The third reason you shouldn't rely on margins of error is that they only take into account errors caused by random sampling -- that is, errors caused solely by the fact that only a sample of voters are being polled, rather than the entire voting population. The margin of error doesn't take into account any other kind of errors. One kind of error is bad poll design -- for example, assuming that `favourite politician' is the same thing as `preferred prime minister', when it's not. Another source of error can be a flawed method of obtaining the sample -- not everyone has a telephone, for example, and not all of those who give their opinion in a poll will bother to vote. You can see such non-sampling errors at work in the comparison between the TV1 and TV3 polls -- such disparities between polls, which the margins of error are too small to explain, occur far too often to be explained by the confidence level either; so there must be some other, non-sampling, errors occurring.
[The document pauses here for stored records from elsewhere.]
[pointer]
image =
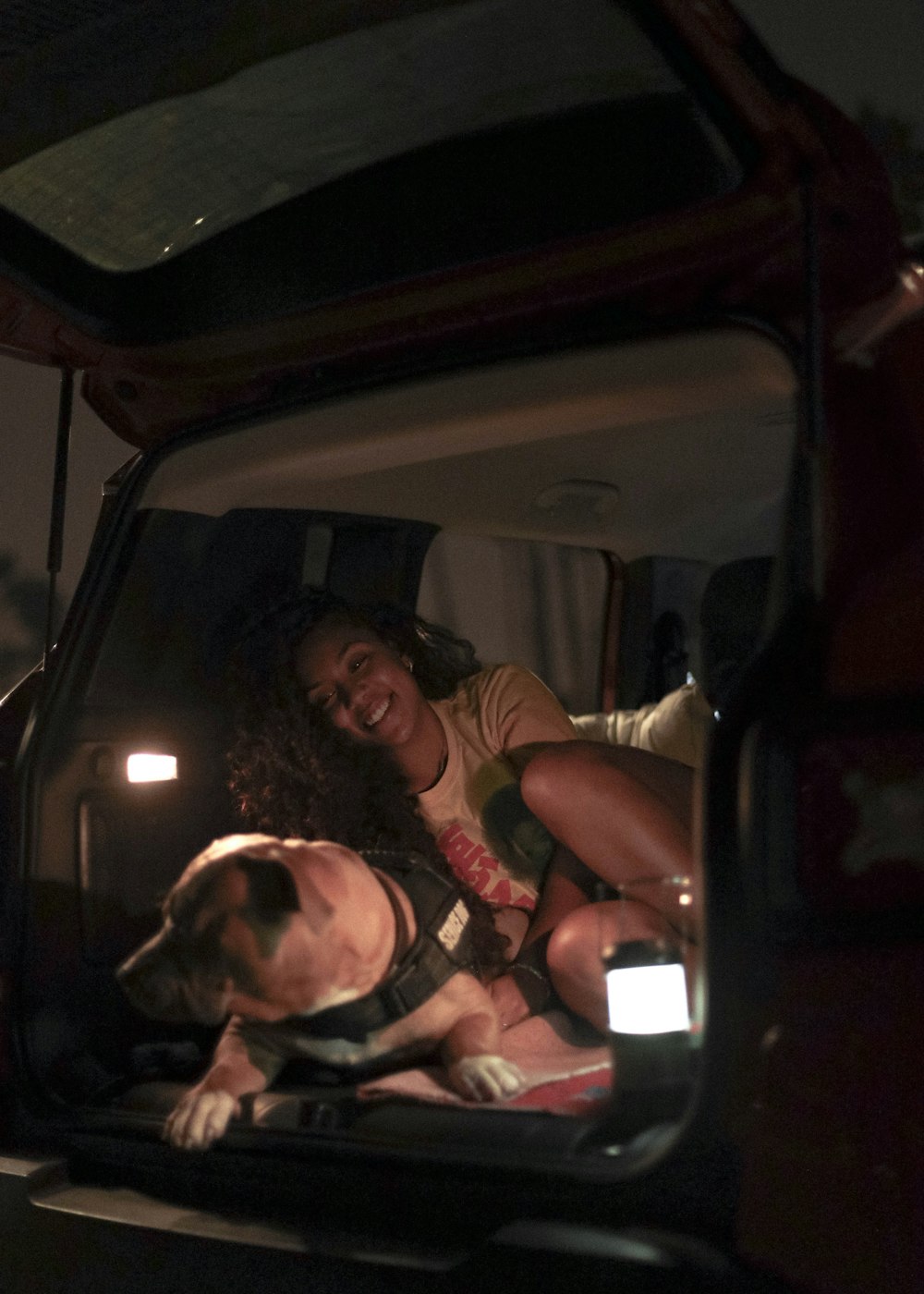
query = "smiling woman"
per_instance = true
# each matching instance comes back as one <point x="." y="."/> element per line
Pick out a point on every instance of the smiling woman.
<point x="526" y="288"/>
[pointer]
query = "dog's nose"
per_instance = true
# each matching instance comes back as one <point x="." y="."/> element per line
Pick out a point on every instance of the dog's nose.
<point x="149" y="989"/>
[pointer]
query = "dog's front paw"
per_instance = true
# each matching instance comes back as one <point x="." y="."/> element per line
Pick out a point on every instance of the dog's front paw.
<point x="200" y="1118"/>
<point x="485" y="1078"/>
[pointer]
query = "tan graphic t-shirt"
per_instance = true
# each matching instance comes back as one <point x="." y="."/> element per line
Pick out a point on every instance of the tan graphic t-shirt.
<point x="493" y="725"/>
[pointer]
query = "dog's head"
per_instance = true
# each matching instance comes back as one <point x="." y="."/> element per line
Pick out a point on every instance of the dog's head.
<point x="224" y="925"/>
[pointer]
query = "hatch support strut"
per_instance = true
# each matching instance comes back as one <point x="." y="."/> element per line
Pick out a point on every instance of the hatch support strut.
<point x="800" y="572"/>
<point x="55" y="530"/>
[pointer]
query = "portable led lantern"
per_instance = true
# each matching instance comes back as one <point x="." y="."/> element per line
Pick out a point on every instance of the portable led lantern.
<point x="646" y="989"/>
<point x="144" y="766"/>
<point x="649" y="1032"/>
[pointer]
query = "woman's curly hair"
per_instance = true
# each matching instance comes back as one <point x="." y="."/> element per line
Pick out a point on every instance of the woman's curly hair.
<point x="294" y="774"/>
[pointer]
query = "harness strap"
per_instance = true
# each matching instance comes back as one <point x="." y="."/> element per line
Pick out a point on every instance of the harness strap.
<point x="442" y="948"/>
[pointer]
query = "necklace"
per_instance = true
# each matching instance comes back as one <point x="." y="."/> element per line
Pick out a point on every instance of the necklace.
<point x="440" y="769"/>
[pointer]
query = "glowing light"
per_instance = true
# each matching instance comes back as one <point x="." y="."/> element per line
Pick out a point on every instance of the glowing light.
<point x="144" y="766"/>
<point x="649" y="999"/>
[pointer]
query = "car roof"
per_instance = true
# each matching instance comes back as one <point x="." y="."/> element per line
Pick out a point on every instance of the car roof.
<point x="209" y="206"/>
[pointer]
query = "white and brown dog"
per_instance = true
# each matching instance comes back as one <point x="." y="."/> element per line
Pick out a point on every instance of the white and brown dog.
<point x="312" y="953"/>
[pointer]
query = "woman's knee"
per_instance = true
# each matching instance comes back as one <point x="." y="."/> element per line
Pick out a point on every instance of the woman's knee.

But the public tends not to care about such statistical problems. And that's a shame. Because while public opinion polls are more shonky than they're made out to be by the news media, the public is increasingly relying on them to determine their own opinions and actions.

I remember being highly amused when Jenny Shipley took over Jim Bolger's job as leader of the National Party, because support for her in the preferred-prime-minister stakes shot up, while support for Jim Bolger plummeted. Why? In theory, the leadership change shouldn't have made any difference -- whether a particular person actually had the job or not should not have affected whether people actually wanted them to have the job, but it did.

This isn't the pollsters' fault, to be sure, but rather a tendency for people to want to `back a winner'. No doubt there are dozens of New Zealanders who would make better prime ministers than the usual suspects who appear in the preferred-prime-minister polls, but people don't bother giving their true opinion about this to the pollsters, because they `know' (from the results of previous polls) that it won't matter -- so they restrict their choice to current Members of Parliament, or even only to current front-benchers on each side of the House.

I often wonder if the same effect applies to political parties as a whole. How much larger would support have been for the Christian Coalition at the 1996 election, for example, if people hadn't been told by opinion polls that if you supported that party, you ran the risk of `wasting' your vote on a party that might not get into Parliament at all? (ACT can't be used as a counterexample for this theory: voters knew that ACT was very likely to be in Parliament anyway, thanks to Richard Prebble's electorate seat, but Christian Heritage had to make it on the party vote or not at all.)

It is for this reason that I think that political polls are anti-democratic -- too often they present results as a fait accompli, and act as barriers to entry for small political parties; in a vicious cycle, the polls persuade the voters that the parties are not worth voting for, which in turn gives the parties low poll ratings.

Any attempt to muzzle political pollsters would, I guess, be vigorously opposed as an infringement of their freedom of speech. So, it seems that the problem of polls skewing the democratic process is a problem that we'll just have to live with -- until, perhaps, the polls start becoming so inaccurate that we stop paying any attention to them at all.